I find it weird, fascinating in fact. It is 9:40 at night and I am here on the balcony of my house. I love silence. I love the stars. I love the night sky. I think this time of the day feels serene. I feel at peace. I love the environment and more so because Tihar has started. Tihar might just be my favorite festival. Everything is so bright. I feel bright. Wonderful. Ecstatic.

I have been staring at the road for quite some time now. I have been witnessing people walk by my house. It has been around an hour, and I haven’t seen a woman walk once, and yet I have seen a drunkard, another guy probably a workaholic returning home, men casually walking, and

another man cursing his wife and shouting at the top of his lungs whilst driving and many men riding their bikes. I am fascinated, and shocked by the realization of the fact that how I perceive the night-time is not how the majority of men do. Standing here on the balcony, when I look at the

road, illuminated by the streetlights but obscured with fear, I feel petrified.

I can’t picture myself walking to my house while being drunk. Not that I fantasize about it, but I just can’t. Five years down the line, when I will probably be employed, I really can’t be sure if I will be able to ride back home alone. I can’t picture myself walking on the road, like those men, who probably went for a night walk. Night walks are non-existent for me and most ladies. I can go for an evening walk at most. I don’t imagine myself shouting while walking on the road of course I can do better than that. Exceptional cases may arise though, don’t come at me if you find me screaming when I recently had a breakup. You see, I am pretty emotional.

All of this is appalling to me because I wouldn’t dare to step on the road past 8 pm. I wouldn’t. Couldn’t, shouldn’t, wouldn’t. In the past, I couldn’t.

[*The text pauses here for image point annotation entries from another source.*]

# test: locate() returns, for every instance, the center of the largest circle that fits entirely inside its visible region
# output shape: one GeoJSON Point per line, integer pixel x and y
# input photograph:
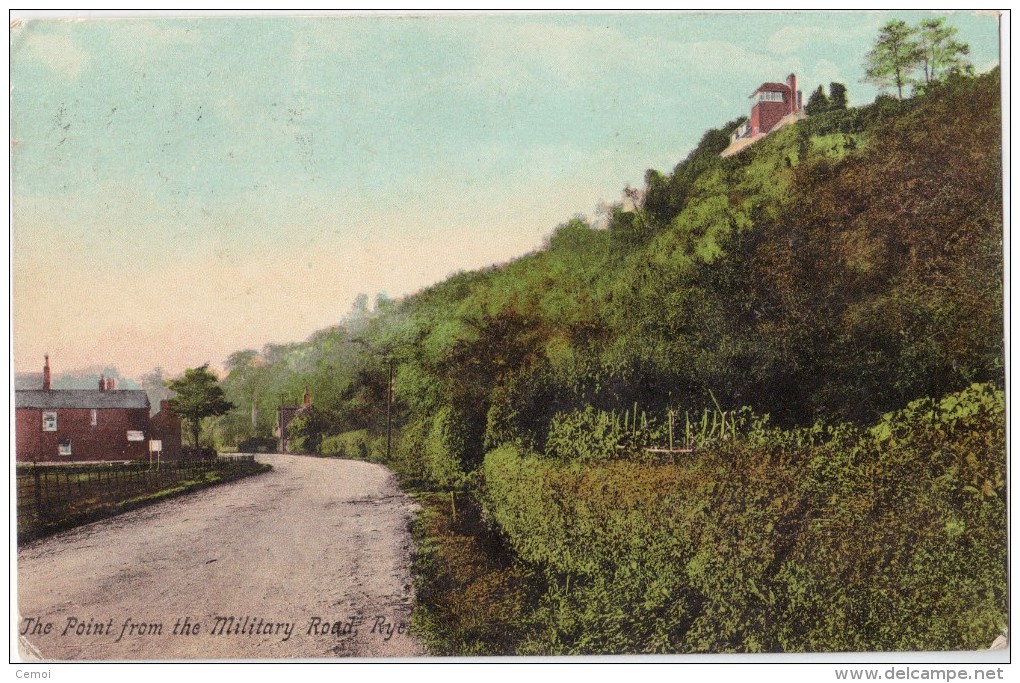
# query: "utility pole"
{"type": "Point", "coordinates": [389, 409]}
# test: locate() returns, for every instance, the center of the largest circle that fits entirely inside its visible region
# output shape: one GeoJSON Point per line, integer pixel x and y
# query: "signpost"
{"type": "Point", "coordinates": [155, 445]}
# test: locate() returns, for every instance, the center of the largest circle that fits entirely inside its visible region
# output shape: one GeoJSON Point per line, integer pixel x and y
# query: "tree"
{"type": "Point", "coordinates": [940, 53]}
{"type": "Point", "coordinates": [198, 396]}
{"type": "Point", "coordinates": [817, 103]}
{"type": "Point", "coordinates": [896, 54]}
{"type": "Point", "coordinates": [837, 96]}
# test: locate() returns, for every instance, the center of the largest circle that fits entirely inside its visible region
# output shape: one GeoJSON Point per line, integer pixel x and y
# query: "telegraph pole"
{"type": "Point", "coordinates": [389, 408]}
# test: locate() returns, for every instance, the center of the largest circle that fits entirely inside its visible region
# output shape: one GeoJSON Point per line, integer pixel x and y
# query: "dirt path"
{"type": "Point", "coordinates": [311, 560]}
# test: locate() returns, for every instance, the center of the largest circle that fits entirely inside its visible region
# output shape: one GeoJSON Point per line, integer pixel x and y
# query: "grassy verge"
{"type": "Point", "coordinates": [90, 509]}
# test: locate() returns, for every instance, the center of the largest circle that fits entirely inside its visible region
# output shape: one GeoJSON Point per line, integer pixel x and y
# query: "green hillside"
{"type": "Point", "coordinates": [761, 410]}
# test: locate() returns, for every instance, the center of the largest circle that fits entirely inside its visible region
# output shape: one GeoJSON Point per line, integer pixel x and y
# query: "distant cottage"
{"type": "Point", "coordinates": [285, 415]}
{"type": "Point", "coordinates": [82, 425]}
{"type": "Point", "coordinates": [776, 105]}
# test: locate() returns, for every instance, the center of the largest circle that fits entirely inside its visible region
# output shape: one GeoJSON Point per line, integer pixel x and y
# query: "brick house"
{"type": "Point", "coordinates": [100, 424]}
{"type": "Point", "coordinates": [775, 105]}
{"type": "Point", "coordinates": [285, 415]}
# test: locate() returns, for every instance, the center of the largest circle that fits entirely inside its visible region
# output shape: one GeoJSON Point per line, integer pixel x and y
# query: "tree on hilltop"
{"type": "Point", "coordinates": [896, 54]}
{"type": "Point", "coordinates": [941, 54]}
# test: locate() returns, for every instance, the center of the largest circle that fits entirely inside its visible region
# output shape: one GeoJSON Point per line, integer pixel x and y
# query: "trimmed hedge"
{"type": "Point", "coordinates": [879, 539]}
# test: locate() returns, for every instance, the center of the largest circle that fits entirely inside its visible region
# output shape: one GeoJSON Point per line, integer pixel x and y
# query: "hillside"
{"type": "Point", "coordinates": [761, 411]}
{"type": "Point", "coordinates": [836, 270]}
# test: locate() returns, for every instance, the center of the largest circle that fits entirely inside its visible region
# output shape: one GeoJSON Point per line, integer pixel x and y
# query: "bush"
{"type": "Point", "coordinates": [444, 450]}
{"type": "Point", "coordinates": [823, 539]}
{"type": "Point", "coordinates": [355, 444]}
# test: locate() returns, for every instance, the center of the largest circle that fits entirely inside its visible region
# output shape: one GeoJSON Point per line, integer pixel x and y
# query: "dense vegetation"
{"type": "Point", "coordinates": [843, 276]}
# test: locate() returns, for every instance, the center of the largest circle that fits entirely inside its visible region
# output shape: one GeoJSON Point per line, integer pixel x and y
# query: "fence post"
{"type": "Point", "coordinates": [39, 491]}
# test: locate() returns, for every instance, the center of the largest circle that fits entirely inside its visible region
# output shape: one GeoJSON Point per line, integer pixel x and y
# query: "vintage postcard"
{"type": "Point", "coordinates": [509, 334]}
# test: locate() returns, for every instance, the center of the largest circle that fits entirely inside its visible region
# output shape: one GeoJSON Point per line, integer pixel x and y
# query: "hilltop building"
{"type": "Point", "coordinates": [81, 425]}
{"type": "Point", "coordinates": [775, 105]}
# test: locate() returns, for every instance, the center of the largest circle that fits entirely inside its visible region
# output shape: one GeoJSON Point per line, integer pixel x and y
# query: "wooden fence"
{"type": "Point", "coordinates": [54, 495]}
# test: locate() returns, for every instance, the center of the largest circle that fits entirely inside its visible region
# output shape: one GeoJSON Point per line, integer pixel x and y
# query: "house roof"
{"type": "Point", "coordinates": [771, 88]}
{"type": "Point", "coordinates": [132, 399]}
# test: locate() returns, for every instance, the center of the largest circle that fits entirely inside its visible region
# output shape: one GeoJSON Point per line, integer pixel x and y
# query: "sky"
{"type": "Point", "coordinates": [187, 188]}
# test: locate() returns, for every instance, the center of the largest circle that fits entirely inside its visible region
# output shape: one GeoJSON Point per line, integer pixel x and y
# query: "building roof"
{"type": "Point", "coordinates": [771, 88]}
{"type": "Point", "coordinates": [132, 399]}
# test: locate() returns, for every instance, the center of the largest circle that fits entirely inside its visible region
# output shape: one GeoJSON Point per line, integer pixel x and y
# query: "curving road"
{"type": "Point", "coordinates": [311, 560]}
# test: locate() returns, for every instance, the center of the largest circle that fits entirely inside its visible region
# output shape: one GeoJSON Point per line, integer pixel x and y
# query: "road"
{"type": "Point", "coordinates": [311, 560]}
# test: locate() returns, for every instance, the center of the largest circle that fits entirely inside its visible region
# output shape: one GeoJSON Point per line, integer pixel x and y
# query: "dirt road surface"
{"type": "Point", "coordinates": [311, 560]}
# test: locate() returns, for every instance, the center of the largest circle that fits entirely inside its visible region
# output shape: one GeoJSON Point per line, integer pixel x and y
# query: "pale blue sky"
{"type": "Point", "coordinates": [187, 188]}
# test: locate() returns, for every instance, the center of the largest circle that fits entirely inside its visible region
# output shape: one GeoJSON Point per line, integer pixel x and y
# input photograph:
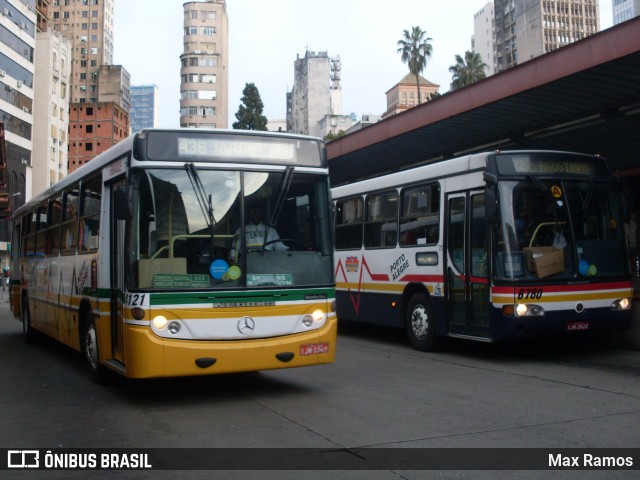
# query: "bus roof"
{"type": "Point", "coordinates": [125, 146]}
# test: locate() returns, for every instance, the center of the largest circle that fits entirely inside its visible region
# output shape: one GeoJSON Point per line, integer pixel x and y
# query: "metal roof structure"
{"type": "Point", "coordinates": [584, 97]}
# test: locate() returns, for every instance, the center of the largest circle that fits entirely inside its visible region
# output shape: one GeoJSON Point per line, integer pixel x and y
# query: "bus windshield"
{"type": "Point", "coordinates": [196, 228]}
{"type": "Point", "coordinates": [560, 229]}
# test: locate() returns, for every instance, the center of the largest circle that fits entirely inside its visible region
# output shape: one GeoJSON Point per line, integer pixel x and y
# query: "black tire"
{"type": "Point", "coordinates": [98, 372]}
{"type": "Point", "coordinates": [421, 323]}
{"type": "Point", "coordinates": [28, 333]}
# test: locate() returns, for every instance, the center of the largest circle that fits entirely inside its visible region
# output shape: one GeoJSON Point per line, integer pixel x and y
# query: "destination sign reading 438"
{"type": "Point", "coordinates": [236, 148]}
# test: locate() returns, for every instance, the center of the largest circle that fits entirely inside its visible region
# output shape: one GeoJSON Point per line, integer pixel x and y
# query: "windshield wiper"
{"type": "Point", "coordinates": [587, 198]}
{"type": "Point", "coordinates": [282, 196]}
{"type": "Point", "coordinates": [205, 202]}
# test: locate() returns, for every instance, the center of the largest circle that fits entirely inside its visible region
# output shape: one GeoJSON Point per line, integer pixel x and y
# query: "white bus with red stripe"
{"type": "Point", "coordinates": [490, 246]}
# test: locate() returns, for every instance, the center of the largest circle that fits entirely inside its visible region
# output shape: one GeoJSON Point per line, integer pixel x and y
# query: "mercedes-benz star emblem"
{"type": "Point", "coordinates": [246, 325]}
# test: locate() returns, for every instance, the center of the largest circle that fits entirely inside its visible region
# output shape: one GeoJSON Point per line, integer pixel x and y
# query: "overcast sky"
{"type": "Point", "coordinates": [266, 36]}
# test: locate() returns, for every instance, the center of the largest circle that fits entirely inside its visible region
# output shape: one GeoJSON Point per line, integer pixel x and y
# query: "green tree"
{"type": "Point", "coordinates": [468, 70]}
{"type": "Point", "coordinates": [249, 113]}
{"type": "Point", "coordinates": [415, 51]}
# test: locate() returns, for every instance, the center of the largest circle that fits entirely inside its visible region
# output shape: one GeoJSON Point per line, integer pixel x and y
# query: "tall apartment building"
{"type": "Point", "coordinates": [96, 86]}
{"type": "Point", "coordinates": [51, 110]}
{"type": "Point", "coordinates": [624, 10]}
{"type": "Point", "coordinates": [404, 94]}
{"type": "Point", "coordinates": [314, 105]}
{"type": "Point", "coordinates": [483, 40]}
{"type": "Point", "coordinates": [144, 107]}
{"type": "Point", "coordinates": [89, 25]}
{"type": "Point", "coordinates": [204, 86]}
{"type": "Point", "coordinates": [18, 20]}
{"type": "Point", "coordinates": [526, 29]}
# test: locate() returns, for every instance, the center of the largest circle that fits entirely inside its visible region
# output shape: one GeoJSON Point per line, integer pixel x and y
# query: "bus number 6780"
{"type": "Point", "coordinates": [530, 293]}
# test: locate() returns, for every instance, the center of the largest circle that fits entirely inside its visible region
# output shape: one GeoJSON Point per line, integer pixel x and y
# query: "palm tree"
{"type": "Point", "coordinates": [468, 70]}
{"type": "Point", "coordinates": [415, 51]}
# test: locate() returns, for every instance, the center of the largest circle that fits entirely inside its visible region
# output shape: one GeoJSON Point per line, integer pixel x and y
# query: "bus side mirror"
{"type": "Point", "coordinates": [490, 206]}
{"type": "Point", "coordinates": [123, 203]}
{"type": "Point", "coordinates": [490, 198]}
{"type": "Point", "coordinates": [626, 215]}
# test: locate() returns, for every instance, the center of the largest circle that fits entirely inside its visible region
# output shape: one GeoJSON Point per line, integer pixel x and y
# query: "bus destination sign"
{"type": "Point", "coordinates": [548, 164]}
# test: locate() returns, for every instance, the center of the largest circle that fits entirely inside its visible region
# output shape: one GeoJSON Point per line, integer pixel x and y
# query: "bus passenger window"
{"type": "Point", "coordinates": [69, 238]}
{"type": "Point", "coordinates": [420, 219]}
{"type": "Point", "coordinates": [381, 225]}
{"type": "Point", "coordinates": [348, 229]}
{"type": "Point", "coordinates": [90, 215]}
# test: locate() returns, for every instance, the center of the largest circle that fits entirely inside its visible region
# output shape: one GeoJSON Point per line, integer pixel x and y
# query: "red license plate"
{"type": "Point", "coordinates": [577, 326]}
{"type": "Point", "coordinates": [314, 349]}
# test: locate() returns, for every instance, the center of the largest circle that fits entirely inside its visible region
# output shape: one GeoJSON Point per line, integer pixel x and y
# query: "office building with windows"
{"type": "Point", "coordinates": [19, 20]}
{"type": "Point", "coordinates": [624, 10]}
{"type": "Point", "coordinates": [204, 65]}
{"type": "Point", "coordinates": [96, 86]}
{"type": "Point", "coordinates": [51, 110]}
{"type": "Point", "coordinates": [526, 29]}
{"type": "Point", "coordinates": [144, 107]}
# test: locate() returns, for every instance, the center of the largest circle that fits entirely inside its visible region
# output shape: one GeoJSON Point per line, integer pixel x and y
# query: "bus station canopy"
{"type": "Point", "coordinates": [584, 97]}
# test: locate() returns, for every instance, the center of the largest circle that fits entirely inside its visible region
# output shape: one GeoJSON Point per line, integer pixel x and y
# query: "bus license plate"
{"type": "Point", "coordinates": [314, 349]}
{"type": "Point", "coordinates": [577, 326]}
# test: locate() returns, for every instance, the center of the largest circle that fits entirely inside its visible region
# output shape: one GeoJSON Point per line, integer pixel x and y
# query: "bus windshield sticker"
{"type": "Point", "coordinates": [278, 279]}
{"type": "Point", "coordinates": [171, 280]}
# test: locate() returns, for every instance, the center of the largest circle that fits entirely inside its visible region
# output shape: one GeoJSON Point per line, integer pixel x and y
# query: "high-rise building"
{"type": "Point", "coordinates": [624, 10]}
{"type": "Point", "coordinates": [483, 40]}
{"type": "Point", "coordinates": [404, 94]}
{"type": "Point", "coordinates": [204, 86]}
{"type": "Point", "coordinates": [18, 20]}
{"type": "Point", "coordinates": [314, 105]}
{"type": "Point", "coordinates": [89, 25]}
{"type": "Point", "coordinates": [51, 110]}
{"type": "Point", "coordinates": [97, 86]}
{"type": "Point", "coordinates": [144, 107]}
{"type": "Point", "coordinates": [526, 29]}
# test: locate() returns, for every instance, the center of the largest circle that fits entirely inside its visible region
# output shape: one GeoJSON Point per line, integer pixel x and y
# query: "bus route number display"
{"type": "Point", "coordinates": [238, 149]}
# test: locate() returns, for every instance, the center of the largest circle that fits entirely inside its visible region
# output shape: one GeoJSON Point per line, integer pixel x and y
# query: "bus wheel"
{"type": "Point", "coordinates": [420, 323]}
{"type": "Point", "coordinates": [90, 349]}
{"type": "Point", "coordinates": [28, 333]}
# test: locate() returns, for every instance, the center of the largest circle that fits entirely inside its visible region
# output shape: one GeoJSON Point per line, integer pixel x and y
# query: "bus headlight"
{"type": "Point", "coordinates": [522, 310]}
{"type": "Point", "coordinates": [621, 304]}
{"type": "Point", "coordinates": [318, 316]}
{"type": "Point", "coordinates": [160, 322]}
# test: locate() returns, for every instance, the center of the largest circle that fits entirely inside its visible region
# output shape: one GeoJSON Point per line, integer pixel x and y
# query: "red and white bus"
{"type": "Point", "coordinates": [489, 246]}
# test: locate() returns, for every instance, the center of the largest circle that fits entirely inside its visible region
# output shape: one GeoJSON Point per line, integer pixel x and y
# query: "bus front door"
{"type": "Point", "coordinates": [117, 279]}
{"type": "Point", "coordinates": [466, 284]}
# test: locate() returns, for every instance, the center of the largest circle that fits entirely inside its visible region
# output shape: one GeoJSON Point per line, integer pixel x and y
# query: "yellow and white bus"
{"type": "Point", "coordinates": [139, 259]}
{"type": "Point", "coordinates": [489, 246]}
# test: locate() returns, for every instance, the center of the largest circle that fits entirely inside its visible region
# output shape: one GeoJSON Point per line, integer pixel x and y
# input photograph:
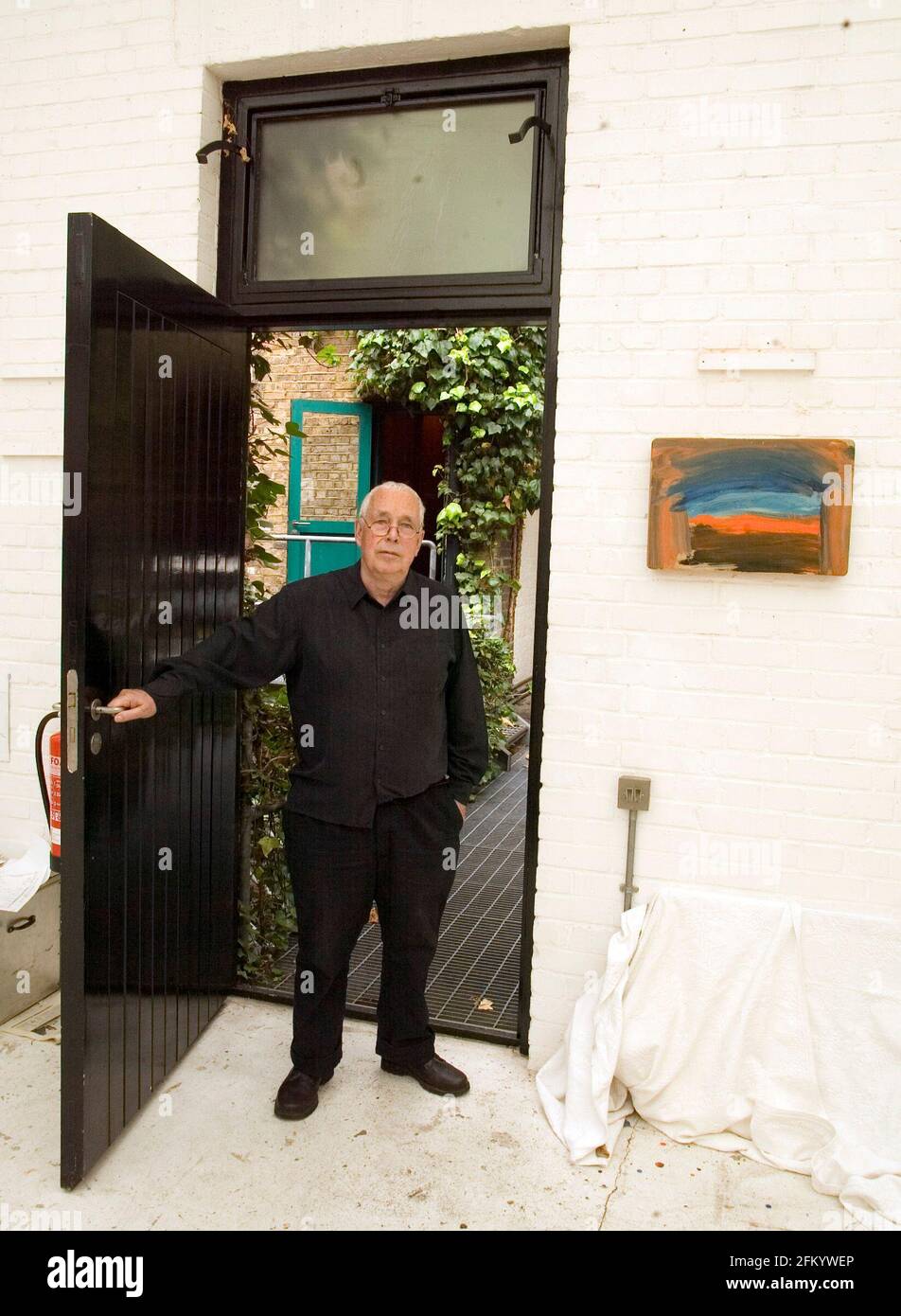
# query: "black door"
{"type": "Point", "coordinates": [152, 540]}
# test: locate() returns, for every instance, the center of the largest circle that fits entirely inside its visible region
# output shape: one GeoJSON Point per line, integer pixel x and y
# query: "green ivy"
{"type": "Point", "coordinates": [488, 387]}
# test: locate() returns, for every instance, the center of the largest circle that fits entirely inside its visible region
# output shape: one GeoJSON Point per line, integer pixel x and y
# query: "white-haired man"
{"type": "Point", "coordinates": [391, 738]}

At present, I shouldn’t. And in the future, I definitely wouldn’t. Who is to be blamed if I encounter one of these men I saw tonight? Tell me who is to assure me that I won’t get groped by the drunkard? Tell me if the workaholic won’t catcall me whilst I am walking on the footpath. The men casually walking on the road won’t try to take advantage of a girl walking alone. At night. Guarantee it. Let me know if my partner won’t shout at me as the man did to his wife. Assure my safety from the creeps when I ride back to my home from a long day at work. Can you?

Don’t get me wrong. I am not saying that I have never walked on the road at night. I have. I have multiple memories of that. The only thing to mention is that every time I go out at night, another person accompanies me. A male. A brother, a lover, or my father. I need to feel their presence around me to feel safe. I wonder why is it that I need to be safe from people, from men, who are in fact somebody’s brother, somebody’s lover, somebody’s father.

Does it mean other females need to keep safe from my brother, my lover, or my father?

Wait.

Do I need to fear my own brother?

Do I need to keep safe from my own lover?

Do I need to be saved from my own father? Do I?